Small code, newbie to PHP

[fqservers]

Dear users,

 

I have the following function

 

<? 
$page = 0; 
$URL = "http://www.xxxxxxx.com/yyyyy.php/"; 
$page = @fopen($URL, "r");

 

And the function continues. I would like to exit the function if the above http://www.xxxxxxx.com/yyyyy.php/ does not exit. Because right now when i execite it for a non existing .php file it crashes my computer. I would really appreciate any help.

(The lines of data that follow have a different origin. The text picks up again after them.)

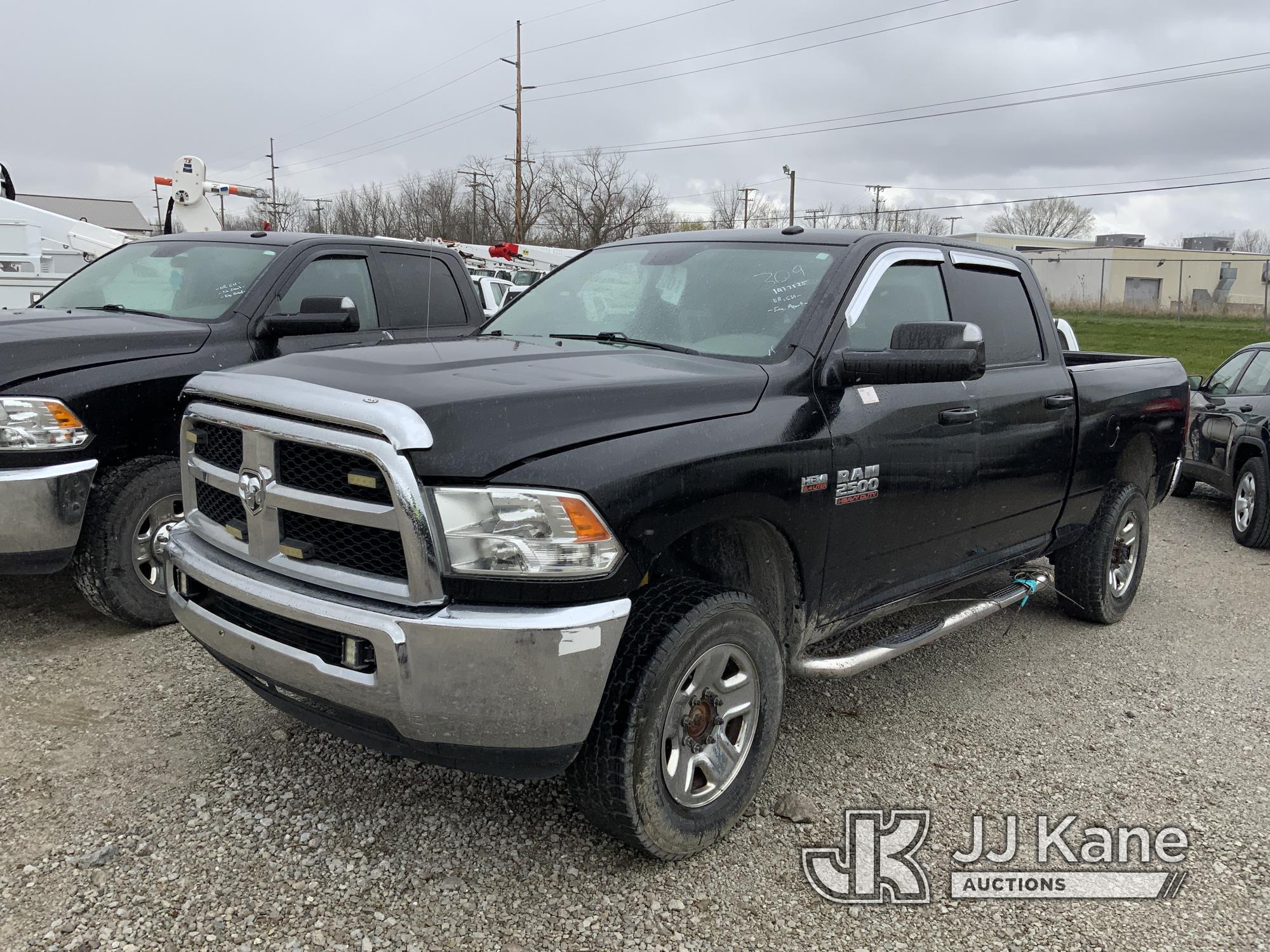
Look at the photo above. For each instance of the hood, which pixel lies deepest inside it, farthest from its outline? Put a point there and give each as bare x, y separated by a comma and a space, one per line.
37, 343
495, 402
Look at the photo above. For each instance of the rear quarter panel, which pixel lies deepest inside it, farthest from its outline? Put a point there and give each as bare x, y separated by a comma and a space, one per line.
1126, 404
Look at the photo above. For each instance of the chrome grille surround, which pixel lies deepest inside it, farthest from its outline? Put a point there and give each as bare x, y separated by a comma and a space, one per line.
262, 431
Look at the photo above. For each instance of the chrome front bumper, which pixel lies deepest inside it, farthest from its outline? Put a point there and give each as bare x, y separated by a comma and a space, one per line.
462, 677
41, 513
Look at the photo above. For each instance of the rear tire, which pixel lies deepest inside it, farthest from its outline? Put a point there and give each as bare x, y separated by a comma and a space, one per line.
664, 736
1250, 508
1098, 576
126, 513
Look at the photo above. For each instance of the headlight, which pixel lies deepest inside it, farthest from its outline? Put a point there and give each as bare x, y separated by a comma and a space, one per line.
520, 532
36, 423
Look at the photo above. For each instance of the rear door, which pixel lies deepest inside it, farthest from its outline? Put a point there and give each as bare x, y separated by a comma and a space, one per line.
1216, 420
330, 271
1027, 403
905, 455
425, 298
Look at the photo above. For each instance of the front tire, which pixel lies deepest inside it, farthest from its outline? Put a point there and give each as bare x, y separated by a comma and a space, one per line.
119, 563
688, 724
1098, 576
1250, 508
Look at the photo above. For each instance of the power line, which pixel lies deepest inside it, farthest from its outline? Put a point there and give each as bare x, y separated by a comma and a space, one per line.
935, 106
751, 46
765, 56
1043, 199
1036, 188
624, 30
951, 112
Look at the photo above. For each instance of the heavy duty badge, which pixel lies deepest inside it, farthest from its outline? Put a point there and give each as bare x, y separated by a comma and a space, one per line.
857, 486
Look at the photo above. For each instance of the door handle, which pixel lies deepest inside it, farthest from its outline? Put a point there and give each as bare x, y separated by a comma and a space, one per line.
962, 414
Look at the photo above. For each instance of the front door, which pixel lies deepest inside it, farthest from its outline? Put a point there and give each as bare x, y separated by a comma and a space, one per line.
1027, 407
330, 274
905, 455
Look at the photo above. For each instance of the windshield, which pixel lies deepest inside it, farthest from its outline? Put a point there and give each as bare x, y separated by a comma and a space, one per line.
172, 279
728, 299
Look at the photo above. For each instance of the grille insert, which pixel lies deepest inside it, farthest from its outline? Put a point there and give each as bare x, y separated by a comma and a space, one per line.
361, 548
322, 470
328, 645
219, 506
220, 446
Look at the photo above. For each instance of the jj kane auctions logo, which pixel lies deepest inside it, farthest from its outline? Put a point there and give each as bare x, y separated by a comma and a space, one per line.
877, 861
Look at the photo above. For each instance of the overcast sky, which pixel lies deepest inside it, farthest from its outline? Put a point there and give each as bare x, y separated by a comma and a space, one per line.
101, 97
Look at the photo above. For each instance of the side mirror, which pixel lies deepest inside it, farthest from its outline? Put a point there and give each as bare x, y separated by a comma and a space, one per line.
318, 315
935, 352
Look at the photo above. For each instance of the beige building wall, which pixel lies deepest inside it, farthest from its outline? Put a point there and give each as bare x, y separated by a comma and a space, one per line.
1147, 279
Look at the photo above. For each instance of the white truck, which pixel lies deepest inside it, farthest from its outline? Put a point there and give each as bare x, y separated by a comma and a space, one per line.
39, 249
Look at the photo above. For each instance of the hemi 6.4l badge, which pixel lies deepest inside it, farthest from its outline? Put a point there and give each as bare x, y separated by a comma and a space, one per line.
815, 484
857, 486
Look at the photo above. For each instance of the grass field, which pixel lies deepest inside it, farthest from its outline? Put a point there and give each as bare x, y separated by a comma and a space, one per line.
1201, 343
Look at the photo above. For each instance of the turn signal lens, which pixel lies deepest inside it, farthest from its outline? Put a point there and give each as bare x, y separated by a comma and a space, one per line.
586, 525
37, 423
516, 532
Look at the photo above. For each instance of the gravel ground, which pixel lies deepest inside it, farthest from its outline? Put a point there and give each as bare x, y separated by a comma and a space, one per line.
149, 800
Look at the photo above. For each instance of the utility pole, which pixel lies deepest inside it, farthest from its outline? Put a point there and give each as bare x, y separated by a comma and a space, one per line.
745, 200
877, 191
792, 175
274, 185
520, 158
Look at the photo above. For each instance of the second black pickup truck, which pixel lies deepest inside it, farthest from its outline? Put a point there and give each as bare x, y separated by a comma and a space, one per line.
598, 538
91, 378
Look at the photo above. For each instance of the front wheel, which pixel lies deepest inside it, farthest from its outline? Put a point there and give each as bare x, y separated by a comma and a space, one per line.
119, 565
1098, 576
688, 723
1250, 512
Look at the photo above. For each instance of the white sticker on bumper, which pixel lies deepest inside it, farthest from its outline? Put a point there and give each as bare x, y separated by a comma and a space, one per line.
573, 640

Thank you.

 

P.S I have very little knowledge of PHP

 

 

 

 

[Ken2k7]

Try

<?php
$page = 0; 
$URL = "http://www.xxxxxxx.com/yyyyy.php/"; 
if (!fopen($URL, "r")) exit();
$page = @fopen($URL, "r");
?>

[fqservers]

Try

<?php
$page = 0; 
$URL = "http://www.xxxxxxx.com/yyyyy.php/"; 
if (!fopen($URL, "r")) exit();
$page = @fopen($URL, "r");
?>

 

OMG it worked. Thank you so much:

 

now rather than crashing my computer it displays the follwoing message.

 

Warning: fopen(http://www.xxxxxxx.com/yyyyy.php/) [function.fopen]: failed to open stream: HTTP request failed! HTTP/1.1 404 Not Found in /home/jessy/public_html/yyyyy.php on line 74

 

is it possible to alter this error message?

 

thank you for your help again.

[Ken2k7]

Define alter this message.

 

Does xxxxxxx.com and yyyyy.php exist?

[fqservers]

Define alter this message.

 

Does xxxxxxx.com and yyyyy.php exist?

 

yes they do exit and some times it is possible that they are not online.

 

How can I define alter this message? I have very little experience in PHP I would reall apreciate if you can provide me more detail.

 

thank you

[trq]

<?php

  $URL = "http://www.xxxxxxx.com/yyyyy.php/"; 
  if (!$page = @fopen($URL, "r")) {
    exit();
  }

?>

[abdfahim]

there is know need for using extra

$page = @fopen($URL, "r");

, because when you write

if (!fopen($URL, "r")) exit();

, it means the program will exit if it can't open file or it'll open the file if it can.

[fqservers]

Thank you all for your help. You solve my major problem

but I still get an error message

 

"

Warning: fopen(http://www.xxxxxxx.com/yyyyy.php/) [function.fopen]: failed to open stream: HTTP request failed! HTTP/1.1 404 Not Found in /home/jessy/public_html/yyyyy.php on line 74" I would like to have a custom error message. But this is minor

 

thankx again

[asmith]

did you use the thorpe code ?

that should work fine ,

 

however if you still have it, post your final code .